A viúva, de Pierre Granier-Deferre
Por Maria Louzada
Simone Signoret tinha 50 anos na
época. Alain Delon estava com 36. Duas lendas do cinema francês se encontram em La Veuve Couderc, de 1971, filme baseado em livro de uma lenda literária: Georges
Simenon. Simone vinha de outro sucesso, também baseado em Simenon, Le chat, ao
lado de Jean Gabin, dirigida pelo mesmo Pierre Granier-Deferre deste aqui.
La Veuve Couderc foi escrito por
Georges Simenon, aos 35 anos, em abril de 1940. Outro famoso escritor, o
francês Andre Gide, considerava este livro de Simenon como o “ápice da arte”;
achava que possuía semelhança com: L’étranger (O estrangeiro), de Albert Camus
(publicado em 1942).
Um canal, barcaças, uma ponte levadiça, um rio com altas e velhas casas de
cada lado contracenam com Alain Delon e Simone Signoret. Ela é uma mulher do
campo, amadurecida pela vida e sofrimentos passados, amarga, cabelos grisalhos
à vista e um corpo longe dos dias de sua juventude. Mas ainda desejável a ponto
de atrair o viajante sem rumo que por ali aparece num dia qualquer (Alain
Delon) e que é contratado por ela.
A viúva Couderc vive na fazenda onde no passado, trabalhando como empregada, foi abusada sexualmente pelo pai e pelo filho,
casando-se depois com este último, de quem acabou herdando a propriedade. Ela é
perseguida pelo ódio da família vizinha, a do falecido marido, que quer
lhe tomar a fazenda a qualquer custo.
Entre olhares intensos trocados devagar
pelos protagonistas, pouco a pouco nasce um envolvimento; a viúva e o jovem,
belo e ambíguo contratado, o que leva a mais perseguição familiar. É a época da
extrema direita francesa, 1934.
A viúva, vestida como as outras viúvas da
região, sapatos pretos, meias pretas, casaco preto, luvas pretas, bolsa preta e
chapéu preto, entrega seu coração e corpo ao forasteiro, ao desconhecido, não questionando
nem quando a polícia aparece procurando-o. Por ele, ela compra um chambre de
cetim e renda na cidade e por ele ela o veste a noite, olhando-se no espelho,
por ele espera, enquanto ele se deita com a beleza e juventude da filha (Ottavia
Piccolo) de sua cunhada que a odeia.
A cena do baile no vilarejo é lindamente construída com toda sua
rusticidade, a música de acordeão tocada em discos, enquanto as cinturas
femininas enlaçadas pelas mãos masculinas, com vestidos de diferentes cores,
sendo rodopiadas com rapidez e acompanhadas nesse bailado louco pela câmera.

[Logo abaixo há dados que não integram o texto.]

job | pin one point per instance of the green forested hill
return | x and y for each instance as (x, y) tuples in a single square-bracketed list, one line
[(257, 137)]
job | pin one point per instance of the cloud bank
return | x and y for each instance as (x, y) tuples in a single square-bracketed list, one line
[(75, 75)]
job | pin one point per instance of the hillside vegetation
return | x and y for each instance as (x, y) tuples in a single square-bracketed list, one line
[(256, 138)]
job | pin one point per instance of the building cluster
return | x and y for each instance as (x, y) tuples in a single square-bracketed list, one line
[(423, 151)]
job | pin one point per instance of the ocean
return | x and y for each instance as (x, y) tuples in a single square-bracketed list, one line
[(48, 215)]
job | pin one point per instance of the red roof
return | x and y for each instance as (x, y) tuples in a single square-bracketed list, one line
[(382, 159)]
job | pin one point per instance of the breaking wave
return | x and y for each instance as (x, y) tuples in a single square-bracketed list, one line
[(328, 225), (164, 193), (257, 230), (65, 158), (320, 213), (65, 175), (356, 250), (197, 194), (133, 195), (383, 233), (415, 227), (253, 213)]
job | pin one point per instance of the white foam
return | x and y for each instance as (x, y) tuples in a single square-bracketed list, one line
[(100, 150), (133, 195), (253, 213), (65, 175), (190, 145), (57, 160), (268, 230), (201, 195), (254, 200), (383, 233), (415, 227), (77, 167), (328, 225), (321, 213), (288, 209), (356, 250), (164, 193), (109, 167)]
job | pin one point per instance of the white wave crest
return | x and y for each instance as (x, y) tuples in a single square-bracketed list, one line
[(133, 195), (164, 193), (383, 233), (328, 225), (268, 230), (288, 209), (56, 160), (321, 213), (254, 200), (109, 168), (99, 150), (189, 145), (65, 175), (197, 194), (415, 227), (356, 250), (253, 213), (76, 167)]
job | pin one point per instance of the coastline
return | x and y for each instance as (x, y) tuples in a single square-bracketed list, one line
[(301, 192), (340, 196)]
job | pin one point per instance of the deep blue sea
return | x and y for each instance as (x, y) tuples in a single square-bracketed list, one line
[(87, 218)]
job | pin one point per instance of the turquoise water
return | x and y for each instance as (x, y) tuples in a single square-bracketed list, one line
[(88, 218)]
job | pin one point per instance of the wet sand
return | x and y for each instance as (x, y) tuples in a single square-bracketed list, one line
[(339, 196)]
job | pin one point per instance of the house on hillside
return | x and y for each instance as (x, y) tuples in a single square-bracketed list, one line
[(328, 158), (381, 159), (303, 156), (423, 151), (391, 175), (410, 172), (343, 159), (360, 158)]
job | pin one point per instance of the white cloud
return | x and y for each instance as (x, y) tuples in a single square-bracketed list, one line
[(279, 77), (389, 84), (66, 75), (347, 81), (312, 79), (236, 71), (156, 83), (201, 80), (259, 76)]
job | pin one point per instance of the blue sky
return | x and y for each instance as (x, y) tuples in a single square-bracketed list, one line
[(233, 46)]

Depois, quase no desfecho, a viúva fica alguns segundos olhando o amante
dormindo no catre do sótão, onde acabou de dormir com ele, e quando ele acorda, ela lhe diz: “Eles não entenderiam, não é?” E a resposta dele: “Eles
nunca entendem”... Sem necessidade de maiores explicações, é o mundo contra o
último amor da viúva Couderc.
O cineasta Pierre Granier-Deferre (1927–2007) confessou certa vez que:
“O que me interessa é a loucura ordinária dos homens, aquela que cada um traz
em si e que aflora ao menor acontecimento. Eu não desprezo a ação, mas eu tenho
uma propensão para a psicologia”.
Após La Veuve Couderc, Simone Signoret e Alain Delon ainda farão um segundo
filme juntos: Les granges brûlées (O crime das granjas queimadas, 1973), dirigido
por Jean Chapot, mais uma vez baseado num livro de Georges Simenon, e
conseguem repetir o sucesso de bilheteria deste anterior.